Of course that learning by me was from a specifically African American context, and my awareness of M & M's relevance to radical anti-racist politics in Ontario has been vague and faint at best -- in retrospect, not completely unaware that a connection probably exists, partly just from assumption that they would be relevant and from little bits of observation here and there, but obviously not any kind of a clear picture that would lead to me articulating it in a post where it was clearly relevant. A good illustration of what I talk about in the first paragraph of my post, I guess!

In fact, my own ignorance of this is illustrative of one of the reasons why I thought this was important enough to write about but that also didn't come across in what I actually wrote -- I think that the relationship between the white left and these historical figures is very much intertwined with and, I suppose, symbollic of the contemporary relationship between the white left and the radical anti-racist left in Ontario.
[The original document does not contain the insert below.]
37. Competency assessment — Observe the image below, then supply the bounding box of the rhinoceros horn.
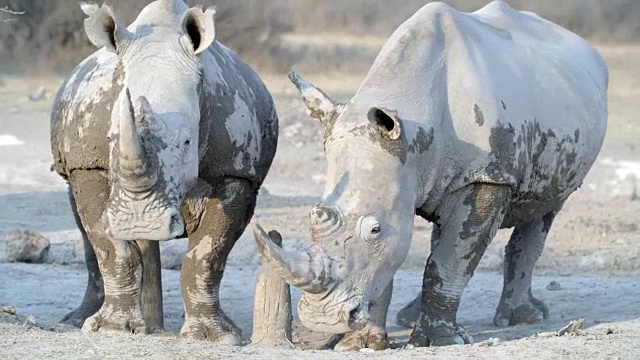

Taking bits and pieces of two thinkers who were very much focused on challenging white supremacy but doing it in a way that blanks out most of the bits that could force us to think about our own complicity in white supremacy is a parallel to and in fact happens because of the ongoing failure of the white left to respond appropriately, supportively, sustainably, and in an ally-like fashion to the challenges of the radical anti-racist left in the province.

Another point that your comment kind of makes is about our relationship to history more generally. I think what I wrote back in November makes it sound like I think any contemporary adaptation of a historical figure's thought and legacy is inherently bad, which isn't what I think at all. The only way we can learn from the past, both from events and from thinkers/writers/doers of the past, is by adapting it in some way to the present. To make ideas of the past politically useful today necessarily requires adaptation and active engagement with them rather than just passively knowing and remembering, because today's struggles are related to but not identical with yesterday's. It is crucial for our present struggles for justice and liberation to be able to articulate a politics for bringing that history to life in active, appropriate ways in the present.